It was one of the fashions of the hour—a phase of etiquette as ill-bred as the poorest social slang—not to introduce strangers. Mrs. Byram and her daughters were nothing if not fashionable, and in this case the mode served their inclination, and beyond a few formal words they willingly left their awkward guest to his own resources.
He could not understand how true courtesy permitted a hostess to neglect any of her guests, least of all those who from diffidence or any cause seemed most in need of attention. Still, in the present instance, he was glad to be left alone.
The scenes around him had more than the interest of novelty, and there was much that he enjoyed keenly. The music was good, and his quick ear kept as perfect time to it as did Lottie's feet. He thought the square dances were beautiful and perfectly unobjectionable,—a vast improvement on many of the rude and often stupid games that he had seen at the few companies he had attended, and Lottie appeared the embodiment of grace, as she glided through them.

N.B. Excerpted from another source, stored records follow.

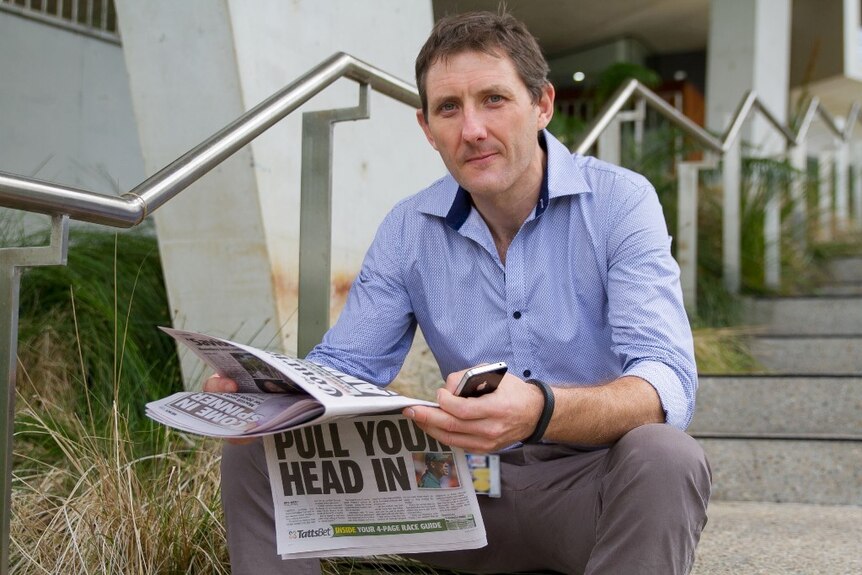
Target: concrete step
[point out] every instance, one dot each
(779, 406)
(818, 315)
(780, 539)
(808, 354)
(840, 289)
(845, 269)
(782, 438)
(785, 470)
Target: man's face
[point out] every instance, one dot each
(483, 122)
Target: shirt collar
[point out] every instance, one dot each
(562, 177)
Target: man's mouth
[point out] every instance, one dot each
(480, 157)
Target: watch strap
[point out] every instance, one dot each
(547, 411)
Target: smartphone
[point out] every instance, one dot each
(481, 380)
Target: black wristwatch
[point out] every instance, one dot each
(547, 411)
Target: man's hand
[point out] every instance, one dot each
(218, 384)
(481, 424)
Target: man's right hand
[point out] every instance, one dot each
(218, 384)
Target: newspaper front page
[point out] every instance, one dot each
(276, 392)
(367, 486)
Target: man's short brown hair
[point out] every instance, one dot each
(488, 33)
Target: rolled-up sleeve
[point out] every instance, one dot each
(650, 327)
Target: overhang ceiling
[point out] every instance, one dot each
(567, 26)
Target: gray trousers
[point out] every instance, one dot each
(636, 507)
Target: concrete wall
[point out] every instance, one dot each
(65, 109)
(817, 46)
(230, 242)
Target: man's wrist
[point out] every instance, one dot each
(547, 411)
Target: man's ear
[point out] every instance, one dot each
(423, 123)
(546, 106)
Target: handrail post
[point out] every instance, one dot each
(731, 170)
(315, 219)
(686, 244)
(856, 167)
(610, 142)
(12, 262)
(798, 158)
(772, 233)
(824, 195)
(842, 183)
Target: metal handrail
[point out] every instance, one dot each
(131, 208)
(728, 148)
(747, 106)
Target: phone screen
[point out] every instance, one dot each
(481, 380)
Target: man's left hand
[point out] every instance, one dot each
(481, 424)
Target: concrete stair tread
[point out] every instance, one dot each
(824, 472)
(805, 315)
(780, 539)
(819, 406)
(802, 354)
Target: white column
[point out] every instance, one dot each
(230, 242)
(731, 243)
(749, 49)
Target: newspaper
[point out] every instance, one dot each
(276, 392)
(367, 486)
(345, 480)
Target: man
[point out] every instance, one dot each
(561, 267)
(436, 467)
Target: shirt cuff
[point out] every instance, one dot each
(674, 401)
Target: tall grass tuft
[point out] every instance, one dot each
(103, 507)
(95, 320)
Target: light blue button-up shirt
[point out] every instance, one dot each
(589, 291)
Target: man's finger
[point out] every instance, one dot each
(219, 384)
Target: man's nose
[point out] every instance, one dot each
(473, 127)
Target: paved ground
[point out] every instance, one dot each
(780, 539)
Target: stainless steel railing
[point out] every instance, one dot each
(130, 209)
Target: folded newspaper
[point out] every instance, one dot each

But when a blast-looking fellow, in whose eye lurked all evil passions and appetites, whirled her away in a waltz, he again felt, with indignation, that here was another instance in which fashion—custom—insolently trampled on divine law and womanly modesty. He had seen enough of the world to know that Lottie, with all her faults, was too good to touch the fellow whose embrace she permitted. Could she—could the others-be ignorant of his character, when it was indelibly stamped upon his face?
But Hemstead soon noticed that this man's attentions were everywhere received with marked pleasure, and that Mrs. Byram and her daughters made much of him as 8 favored guest. In anger he saw how sweetly Lottie smiled upon him as they were passing near. She caught his dark look, and, interpreting it to mean something like jealousy, became more gracious toward her roue-looking attendant, with the purpose of piquing Hemstead.

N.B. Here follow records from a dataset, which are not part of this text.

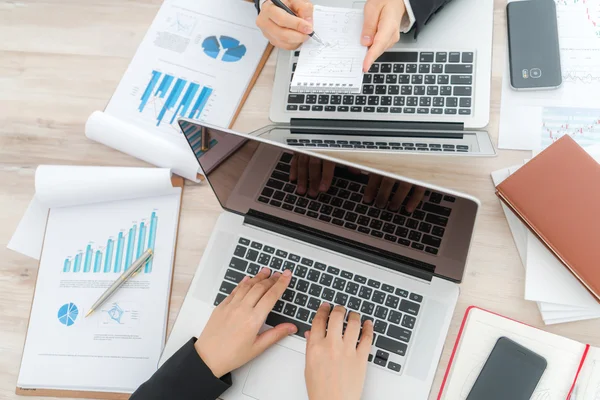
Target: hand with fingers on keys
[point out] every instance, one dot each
(313, 176)
(283, 30)
(230, 338)
(335, 365)
(381, 27)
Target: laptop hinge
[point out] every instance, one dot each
(375, 125)
(338, 244)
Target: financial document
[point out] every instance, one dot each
(196, 61)
(86, 248)
(336, 65)
(531, 120)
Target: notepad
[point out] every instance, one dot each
(336, 66)
(572, 366)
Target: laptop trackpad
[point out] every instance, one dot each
(277, 374)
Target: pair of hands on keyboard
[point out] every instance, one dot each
(335, 365)
(314, 176)
(381, 28)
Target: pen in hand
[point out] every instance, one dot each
(285, 8)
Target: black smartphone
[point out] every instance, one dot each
(533, 47)
(510, 372)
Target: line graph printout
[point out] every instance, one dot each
(86, 248)
(579, 37)
(582, 124)
(335, 66)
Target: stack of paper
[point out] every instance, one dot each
(559, 295)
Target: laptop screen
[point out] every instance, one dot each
(332, 200)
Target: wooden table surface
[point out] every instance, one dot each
(62, 59)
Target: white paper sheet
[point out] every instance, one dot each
(523, 112)
(61, 186)
(196, 61)
(552, 313)
(136, 142)
(482, 331)
(336, 65)
(86, 248)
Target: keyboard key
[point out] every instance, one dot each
(381, 312)
(392, 301)
(367, 307)
(341, 299)
(354, 303)
(234, 276)
(303, 314)
(253, 269)
(313, 275)
(301, 300)
(315, 290)
(393, 366)
(328, 294)
(352, 288)
(326, 279)
(409, 307)
(226, 287)
(380, 326)
(399, 333)
(394, 317)
(461, 80)
(365, 292)
(458, 69)
(339, 284)
(220, 297)
(408, 321)
(467, 57)
(238, 264)
(302, 286)
(313, 304)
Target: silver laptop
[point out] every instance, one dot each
(433, 90)
(398, 268)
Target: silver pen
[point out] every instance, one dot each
(135, 267)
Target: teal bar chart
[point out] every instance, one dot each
(119, 252)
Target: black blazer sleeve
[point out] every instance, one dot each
(184, 376)
(424, 10)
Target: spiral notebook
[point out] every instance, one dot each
(336, 66)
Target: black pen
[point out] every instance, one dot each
(285, 8)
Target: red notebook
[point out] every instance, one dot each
(573, 367)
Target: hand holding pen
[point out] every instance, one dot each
(288, 23)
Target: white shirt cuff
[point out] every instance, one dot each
(409, 18)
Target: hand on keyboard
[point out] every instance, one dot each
(282, 29)
(312, 174)
(335, 365)
(230, 339)
(379, 190)
(381, 29)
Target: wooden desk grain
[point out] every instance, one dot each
(62, 59)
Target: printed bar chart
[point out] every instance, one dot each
(174, 99)
(118, 254)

A little later Bel came into the hall, leaning upon the arm of a gentleman. Having requested her escort to get her a glass of water she was left alone a few moments. Hemstead immediately joined her and asked, "Who is that blase-looking man upon whose arm Miss Marsden is leaning?"

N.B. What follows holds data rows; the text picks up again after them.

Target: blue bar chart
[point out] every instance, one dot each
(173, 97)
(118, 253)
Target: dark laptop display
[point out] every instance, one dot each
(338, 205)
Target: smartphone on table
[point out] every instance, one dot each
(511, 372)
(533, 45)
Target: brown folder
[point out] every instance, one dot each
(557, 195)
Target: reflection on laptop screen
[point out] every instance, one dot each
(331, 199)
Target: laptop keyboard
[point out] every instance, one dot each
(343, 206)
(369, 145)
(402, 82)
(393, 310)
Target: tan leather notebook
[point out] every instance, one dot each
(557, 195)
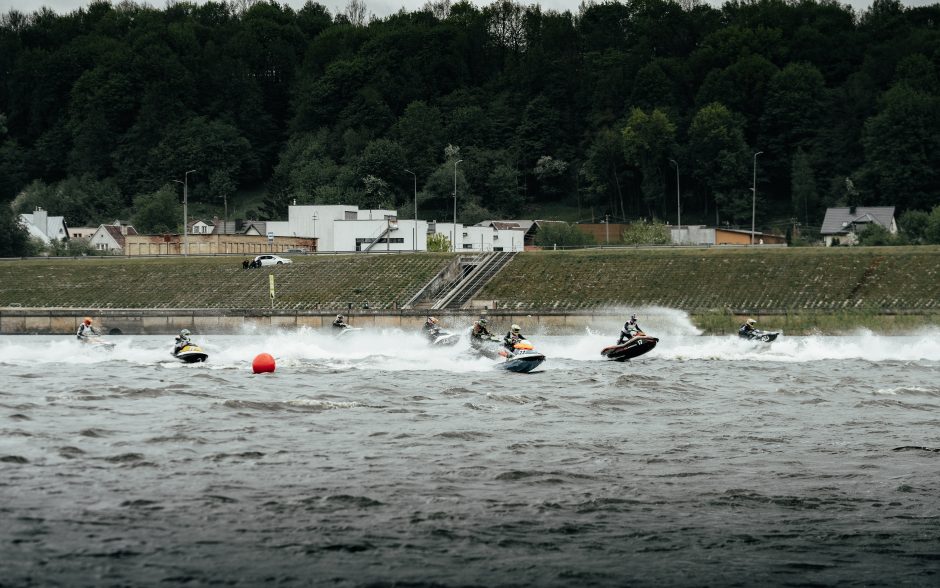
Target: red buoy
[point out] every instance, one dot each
(263, 363)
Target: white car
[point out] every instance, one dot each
(263, 260)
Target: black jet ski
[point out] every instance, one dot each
(190, 353)
(522, 358)
(756, 335)
(442, 338)
(636, 346)
(96, 342)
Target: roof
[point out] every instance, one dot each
(525, 225)
(117, 234)
(840, 220)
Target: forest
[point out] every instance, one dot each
(625, 109)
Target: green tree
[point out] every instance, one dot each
(562, 235)
(159, 212)
(716, 138)
(646, 233)
(648, 139)
(803, 187)
(438, 242)
(913, 224)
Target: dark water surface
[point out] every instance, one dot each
(707, 462)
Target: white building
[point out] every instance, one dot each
(346, 228)
(44, 227)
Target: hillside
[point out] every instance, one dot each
(310, 283)
(701, 280)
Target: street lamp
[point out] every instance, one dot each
(754, 196)
(678, 205)
(454, 242)
(416, 208)
(185, 183)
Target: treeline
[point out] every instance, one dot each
(606, 110)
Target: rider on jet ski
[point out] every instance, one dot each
(513, 336)
(748, 328)
(340, 322)
(182, 341)
(629, 330)
(86, 331)
(431, 328)
(479, 330)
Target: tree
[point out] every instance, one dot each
(803, 187)
(562, 235)
(158, 212)
(14, 238)
(647, 142)
(646, 233)
(716, 138)
(438, 242)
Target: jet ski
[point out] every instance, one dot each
(96, 342)
(442, 338)
(523, 358)
(757, 335)
(636, 346)
(191, 353)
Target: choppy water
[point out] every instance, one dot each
(710, 461)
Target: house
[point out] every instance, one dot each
(44, 227)
(528, 227)
(841, 226)
(200, 227)
(111, 238)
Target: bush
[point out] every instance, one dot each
(644, 233)
(562, 235)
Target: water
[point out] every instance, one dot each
(710, 461)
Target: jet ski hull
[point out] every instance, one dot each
(635, 347)
(763, 336)
(522, 362)
(191, 354)
(444, 339)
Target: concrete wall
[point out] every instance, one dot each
(167, 322)
(212, 244)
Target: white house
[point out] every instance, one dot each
(81, 232)
(44, 227)
(342, 227)
(201, 227)
(110, 238)
(846, 223)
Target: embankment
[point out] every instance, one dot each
(799, 289)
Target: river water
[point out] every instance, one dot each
(374, 460)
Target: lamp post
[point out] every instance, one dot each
(454, 242)
(754, 196)
(185, 183)
(678, 205)
(416, 209)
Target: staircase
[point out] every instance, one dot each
(487, 265)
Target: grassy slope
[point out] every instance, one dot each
(868, 279)
(310, 283)
(702, 281)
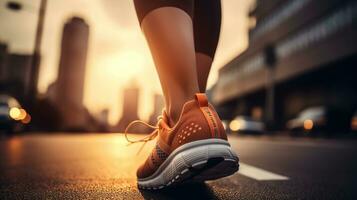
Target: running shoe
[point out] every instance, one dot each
(194, 149)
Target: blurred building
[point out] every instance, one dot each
(301, 53)
(3, 59)
(158, 106)
(14, 73)
(130, 109)
(67, 91)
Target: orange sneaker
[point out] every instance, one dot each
(195, 149)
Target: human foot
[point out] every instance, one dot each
(195, 149)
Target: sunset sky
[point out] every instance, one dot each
(118, 55)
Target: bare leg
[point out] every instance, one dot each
(169, 33)
(204, 63)
(207, 24)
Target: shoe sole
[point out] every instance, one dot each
(201, 160)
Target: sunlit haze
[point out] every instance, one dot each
(118, 54)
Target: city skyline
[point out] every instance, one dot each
(117, 49)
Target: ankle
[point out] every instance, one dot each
(175, 108)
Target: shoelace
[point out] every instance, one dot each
(147, 138)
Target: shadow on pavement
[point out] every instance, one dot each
(186, 191)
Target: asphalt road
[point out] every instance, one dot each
(102, 166)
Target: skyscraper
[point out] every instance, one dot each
(130, 109)
(301, 54)
(69, 86)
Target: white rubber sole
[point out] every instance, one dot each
(196, 161)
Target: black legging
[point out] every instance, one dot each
(205, 14)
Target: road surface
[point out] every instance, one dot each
(102, 166)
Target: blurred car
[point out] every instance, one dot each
(12, 115)
(245, 124)
(310, 119)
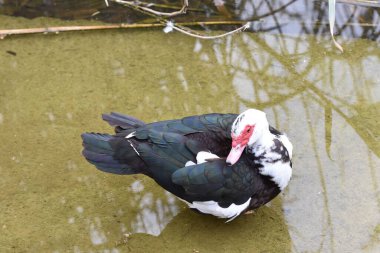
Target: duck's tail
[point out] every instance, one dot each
(99, 150)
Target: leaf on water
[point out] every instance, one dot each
(332, 23)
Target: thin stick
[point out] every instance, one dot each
(137, 4)
(58, 29)
(210, 37)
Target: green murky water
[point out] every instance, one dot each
(54, 87)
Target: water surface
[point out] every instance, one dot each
(54, 87)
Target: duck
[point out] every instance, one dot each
(223, 165)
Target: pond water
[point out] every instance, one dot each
(55, 87)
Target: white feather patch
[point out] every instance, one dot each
(130, 143)
(212, 207)
(130, 135)
(288, 145)
(203, 156)
(189, 163)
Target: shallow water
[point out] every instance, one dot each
(54, 87)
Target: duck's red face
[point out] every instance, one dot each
(239, 142)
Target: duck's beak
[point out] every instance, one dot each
(235, 154)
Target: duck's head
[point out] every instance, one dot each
(247, 128)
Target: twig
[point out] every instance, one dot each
(208, 37)
(58, 29)
(137, 5)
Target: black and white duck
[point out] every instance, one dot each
(219, 164)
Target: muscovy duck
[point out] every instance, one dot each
(187, 158)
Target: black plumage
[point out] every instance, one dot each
(160, 150)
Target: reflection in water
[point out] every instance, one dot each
(328, 103)
(155, 213)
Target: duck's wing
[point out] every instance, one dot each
(216, 181)
(209, 130)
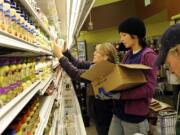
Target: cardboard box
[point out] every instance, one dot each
(113, 77)
(157, 106)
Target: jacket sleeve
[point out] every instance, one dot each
(82, 64)
(73, 72)
(146, 90)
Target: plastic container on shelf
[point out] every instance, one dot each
(2, 96)
(13, 17)
(1, 15)
(7, 19)
(18, 16)
(22, 24)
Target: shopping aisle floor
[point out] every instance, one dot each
(91, 130)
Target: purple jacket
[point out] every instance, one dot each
(73, 67)
(138, 99)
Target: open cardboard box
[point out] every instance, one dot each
(157, 106)
(114, 77)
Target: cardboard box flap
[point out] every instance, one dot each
(98, 70)
(135, 66)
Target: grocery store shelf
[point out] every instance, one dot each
(79, 119)
(11, 109)
(45, 84)
(45, 113)
(55, 64)
(57, 81)
(54, 124)
(34, 13)
(10, 41)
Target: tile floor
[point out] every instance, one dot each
(91, 130)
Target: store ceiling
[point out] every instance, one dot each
(159, 17)
(104, 2)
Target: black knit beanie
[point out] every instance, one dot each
(134, 26)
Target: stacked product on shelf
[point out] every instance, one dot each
(27, 120)
(43, 67)
(50, 121)
(16, 22)
(16, 74)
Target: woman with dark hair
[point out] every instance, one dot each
(101, 110)
(130, 111)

"And upon whom she is also smiling so enchantingly? He is the beau of the occasion, and she is the belle."
"Do you know anything about him? I hope his face and manner do him injustice."
"I fear they do not. I imagine he is even worse than he looks."
"How, then, can he be such a favorite?"
She gave him a quick, comical look, which intimated, "You are from the back country," but said, "I fear you will think less of society when I tell you the reasons. I admit that it is very wrong; but so it is. He has three great attractions: he is brilliant; he is fast; he is immensely rich,—therefore society is at his feet."
"O, no; not society, but a certain clique who weigh things in false balances," said Hemstead, quickly. "How strange it is that people are ever mistaking their small circle for the world!"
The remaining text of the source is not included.